De rechtbank constateerde dat het college op 14 januari 2020 een vergunning had verleend, maar dat de beslistermijn voor het bezwaar was overschreden. De eiser had het college op 2 juli 2020 in gebreke gesteld, maar het college had nog steeds geen beslissing genomen. De rechtbank verklaarde het beroep gegrond en vernietigde het niet tijdig nemen van een beslissing op bezwaar.
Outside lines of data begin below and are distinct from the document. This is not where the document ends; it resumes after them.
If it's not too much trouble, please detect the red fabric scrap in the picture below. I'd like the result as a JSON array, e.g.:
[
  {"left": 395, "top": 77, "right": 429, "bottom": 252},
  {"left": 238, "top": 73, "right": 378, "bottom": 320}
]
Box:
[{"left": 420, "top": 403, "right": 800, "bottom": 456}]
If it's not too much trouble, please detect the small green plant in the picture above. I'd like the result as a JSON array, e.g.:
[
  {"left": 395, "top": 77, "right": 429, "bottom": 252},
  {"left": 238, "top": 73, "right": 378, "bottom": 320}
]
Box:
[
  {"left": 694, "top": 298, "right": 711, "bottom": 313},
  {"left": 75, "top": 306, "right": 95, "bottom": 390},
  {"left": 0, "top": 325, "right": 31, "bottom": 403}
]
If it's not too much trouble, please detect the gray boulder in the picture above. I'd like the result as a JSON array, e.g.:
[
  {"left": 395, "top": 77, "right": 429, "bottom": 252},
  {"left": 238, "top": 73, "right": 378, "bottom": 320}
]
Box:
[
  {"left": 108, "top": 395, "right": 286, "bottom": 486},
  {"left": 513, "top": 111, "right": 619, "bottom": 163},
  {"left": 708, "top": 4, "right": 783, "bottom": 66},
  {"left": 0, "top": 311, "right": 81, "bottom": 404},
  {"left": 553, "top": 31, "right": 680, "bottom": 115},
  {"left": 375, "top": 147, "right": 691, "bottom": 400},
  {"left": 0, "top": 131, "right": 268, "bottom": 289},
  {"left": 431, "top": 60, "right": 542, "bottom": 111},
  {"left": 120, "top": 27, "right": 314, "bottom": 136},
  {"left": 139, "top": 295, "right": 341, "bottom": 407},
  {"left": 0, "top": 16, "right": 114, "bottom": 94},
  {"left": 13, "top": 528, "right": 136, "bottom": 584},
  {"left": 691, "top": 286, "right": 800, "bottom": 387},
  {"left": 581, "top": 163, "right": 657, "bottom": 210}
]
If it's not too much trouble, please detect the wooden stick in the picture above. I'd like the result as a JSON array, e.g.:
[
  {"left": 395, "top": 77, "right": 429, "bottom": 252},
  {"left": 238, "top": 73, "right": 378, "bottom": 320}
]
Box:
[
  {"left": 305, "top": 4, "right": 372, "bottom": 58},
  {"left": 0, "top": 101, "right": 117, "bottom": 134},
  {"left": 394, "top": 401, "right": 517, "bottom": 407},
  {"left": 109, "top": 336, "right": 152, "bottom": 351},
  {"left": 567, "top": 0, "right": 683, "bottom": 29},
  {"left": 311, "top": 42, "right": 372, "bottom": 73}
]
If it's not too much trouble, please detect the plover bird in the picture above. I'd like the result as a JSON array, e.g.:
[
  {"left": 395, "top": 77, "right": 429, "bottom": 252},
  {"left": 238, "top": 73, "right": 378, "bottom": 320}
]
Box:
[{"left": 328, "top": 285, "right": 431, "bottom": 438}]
De rechtbank droeg het college op om binnen twee weken na de uitspraak alsnog een beslissing op bezwaar te nemen en vast te stellen dat het college een dwangsom van € 1.442,- verschuldigd was. Daarnaast werd bepaald dat het college € 100,- per dag verbeurt voor elke dag dat de termijn voor het nemen van een beslissing op bezwaar wordt overschreden, met een maximum van € 15.000,-. De rechtbank veroordeelde het college ook tot het vergoeden van het griffierecht van € 178,- en de proceskosten van de eiser tot een bedrag van € 267,-.

Uitspraak

RECHTBANK ZEELAND-WEST-BRABANT

Bestuursrecht
zaaknummer: BRE 20/8321 VEROR

uitspraak van de enkelvoudige kamer van 5 januari 2021 in de zaak tussen

[naam eiser] , te [plaatsnaam] , eiser

gemachtigde: mr. M.C. van Meppelen Scheppink,
en

het college van burgemeester en wethouders van de gemeente Sluis, verweerder.

Procesverloop

Eiser heeft beroep ingesteld tegen het niet tijdig nemen van een beslissing op bezwaar door het college betreffende de aan [naam vergunninghouder] verleende vergunning voor het innemen van een vaste standplaats op de weekmarkt.
De rechtbank heeft besloten het beroep versneld te behandelen, onder toepassing van afdeling 8.2.3 van de Algemene wet bestuursrecht (Awb).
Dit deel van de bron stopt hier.